"The difficulties of life are intended to make us better, not bitter." Mandie Ellingson
I recently listened to a Joyce Meyer teaching series on "Bitterness", in which Joyce taught on becoming better instead of bitter. In it, Joyce spoke of a conference attendee who pointed out that the only difference between "bitter" and "better" is the letter "I". When it comes to the decision to be bitter or better, self-will makes all the difference. Bitterness is all about self, is tied to resentment and unforgiveness, and lacks love and grace in every possible way. After listening to Joyce, I decided to delve deeper into the "bitterness" topic.
Definition of bitterness
"Bitterness" comes from the root word “bitter”, which mean to be angry and resentful. Bitterness is characterized by intense antagonism or hostility caused by a sense of having been badly treated. When you are bitter toward someone, you have strong animosity toward them, and cynicism kicks into high gear. You become mocking and scornful toward them, and you doubt their motives and sincerity. Bitterness puts you in offense mode. You are ready to attack or assault the person who hurt or mistreated you. When something is bitter, it causes a sharply unpleasant, painful, or stinging sensation. When you are bitter toward another, that person engenders unpleasant and painful feelings in you. In return, you are sharp and unpleasant toward them.
The root of bitterness
If I could paint a picture in your mind about how bitterness is formed and grows, I would say the seeds of hurt form into the roots of bitterness that yield the fruit of anger, resentment, and unforgiveness. Bitterness blocks your blessings and God’s dispensation of grace. Hebrews 12:14-15 tells us, “Pursue peace with all people, and holiness, without which no one will see the Lord: looking carefully lest anyone fall short of the grace of God; lest any root of bitterness springing up cause trouble, and by this many become defiled.” As you fail to extend grace to others, you also fall short of God’s grace. When the root of bitterness springs up, it leads to fruit that only expounds on a negative feeling and complicates matters. As bitterness grows, so do anger and resentment. Resentment leads to grudges and grudges lead to unforgiveness. When you decide to be bitter, you decide to carry a weight and a burden that controls you based on direct or indirect hurt or unmet expectations from another person. When you are bitter, you are enslaved by hurt. Slavery causes bitterness, and bitterness causes slavery. It is a vicious cycle. When you are bitter, you are holding on to an actual or perceived hurt (intentional or unintentional on the other person’s part) that is dictating your behavior. When you are acting from a root of bitterness, you are making a conscientious effort to return hurt for hurt through your actions.
The antidote to bitterness
What is the antidote to bitterness? How to you go from bitter to better? You must acknowledge the hurt; release the bitterness; extend or request forgiveness; and love.

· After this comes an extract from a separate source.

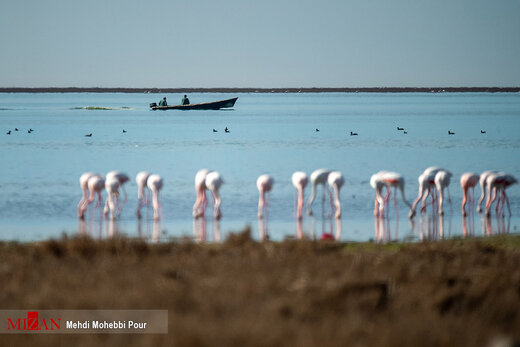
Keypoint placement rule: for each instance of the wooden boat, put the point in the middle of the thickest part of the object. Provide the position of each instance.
(215, 105)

Acknowledge hurt. The first step to going from bitter to better is to knowledge the hurt caused by another to yourself and to the offender. Face the hurt head on. First, assess your feelings. Seek to understand why you are feeling the way you are feeling toward the other person. Approach the offender calmly and tactfully. Share your feelings and ask pointed questions. Get clarity on actions, motives, and intentions.
Release the bitterness. A good way to release bitterness is to stop blaming the other person for hurting you – even if they intentionally hurt you. When you place blame, you make the other person responsible for your feelings. Take ownership of your own feelings. You are the only one who can truly control them. Stop going on a fact-finding expedition to continue to build a case against the other person. As long as you find fault you will place blame and hold onto bitterness. Really examine a person’s motives and your own expectations. Misinterpreted motives and intentions or unmet or unreasonable expectations can lead to bitterness and resentment. Unless otherwise established, assume that the other person has good motives and intentions. If you have accurately determined that a person does not have good motives or intentions, stop playing the tape of the pain they caused over and over in your mind. Decide that you are going to let it go and move on for peace of mind. As long as you hold on to bitterness, you will not have peace or joy.

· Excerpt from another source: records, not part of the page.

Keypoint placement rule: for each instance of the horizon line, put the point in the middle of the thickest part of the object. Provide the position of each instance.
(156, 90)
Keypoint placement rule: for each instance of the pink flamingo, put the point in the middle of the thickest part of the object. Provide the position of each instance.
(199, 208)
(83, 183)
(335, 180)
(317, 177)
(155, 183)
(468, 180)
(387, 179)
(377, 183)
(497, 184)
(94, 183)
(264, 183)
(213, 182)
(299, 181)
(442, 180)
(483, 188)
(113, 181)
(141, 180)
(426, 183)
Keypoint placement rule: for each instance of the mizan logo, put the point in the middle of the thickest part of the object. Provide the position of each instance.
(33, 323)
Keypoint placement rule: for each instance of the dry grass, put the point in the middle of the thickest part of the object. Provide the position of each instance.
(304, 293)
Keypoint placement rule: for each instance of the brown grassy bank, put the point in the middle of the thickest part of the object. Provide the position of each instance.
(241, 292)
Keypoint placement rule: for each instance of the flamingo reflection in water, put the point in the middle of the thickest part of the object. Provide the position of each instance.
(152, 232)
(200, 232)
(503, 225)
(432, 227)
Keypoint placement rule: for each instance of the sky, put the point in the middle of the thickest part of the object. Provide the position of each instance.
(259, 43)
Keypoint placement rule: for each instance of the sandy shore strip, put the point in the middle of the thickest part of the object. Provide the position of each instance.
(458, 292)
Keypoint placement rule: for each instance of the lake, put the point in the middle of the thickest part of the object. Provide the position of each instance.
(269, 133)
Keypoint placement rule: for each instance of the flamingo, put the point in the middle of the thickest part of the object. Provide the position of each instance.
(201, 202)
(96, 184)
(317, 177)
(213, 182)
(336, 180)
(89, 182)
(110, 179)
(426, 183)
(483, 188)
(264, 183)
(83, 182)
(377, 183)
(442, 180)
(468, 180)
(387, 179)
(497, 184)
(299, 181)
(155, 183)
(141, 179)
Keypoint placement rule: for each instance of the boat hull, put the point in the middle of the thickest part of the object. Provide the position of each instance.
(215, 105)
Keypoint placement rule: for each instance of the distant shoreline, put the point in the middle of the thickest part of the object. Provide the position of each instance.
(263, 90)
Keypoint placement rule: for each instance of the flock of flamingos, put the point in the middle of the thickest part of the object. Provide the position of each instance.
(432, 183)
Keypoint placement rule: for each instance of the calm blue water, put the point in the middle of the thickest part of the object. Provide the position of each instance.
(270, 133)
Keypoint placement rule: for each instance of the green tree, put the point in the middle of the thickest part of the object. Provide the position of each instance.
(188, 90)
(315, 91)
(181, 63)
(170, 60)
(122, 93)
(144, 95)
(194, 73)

Extend or request forgiveness. Ephesians 4:31-32 tells us, “Get rid of all bitterness, rage and anger, brawling and slander, along with every form of malice. Be kind and compassionate to one another, forgiving each other, just as in Christ God forgave you.” If you have discovered that your bitterness really has no basis, ask the now non-offender for forgiveness for the hurt that you have extended toward him or her based of his or her perceived hurt of you. If someone has genuinely hurt you, release the bitterness, anger, and resentment toward them, and actually forgive them. Keep in mind that an apology is not needed to extend forgiveness. Release the other person from the debt you feel they owe you from the pain they have caused you. Extend grace and compassion toward the other person, and open your heart to forgive them or ask for forgiveness. Remember, bitterness destroys relationships. Forgiveness restores relationships.
Love. The ultimate antidote to bitterness is love. A quote from early 20th century American clergyman, Harry Fosdick, says, “Bitterness imprisons life; love releases it. Bitterness paralyzes life; love empowers it. Bitterness sours life; love heals it. Bitterness blinds life; love anoints its eye.” Choose love over an imprisoned, paralyzed, powerless, sour, blinded life. Acknowledge your hurt; release your bitterness; extend or request forgiveness; and walk in love. Cut bitterness off at its root!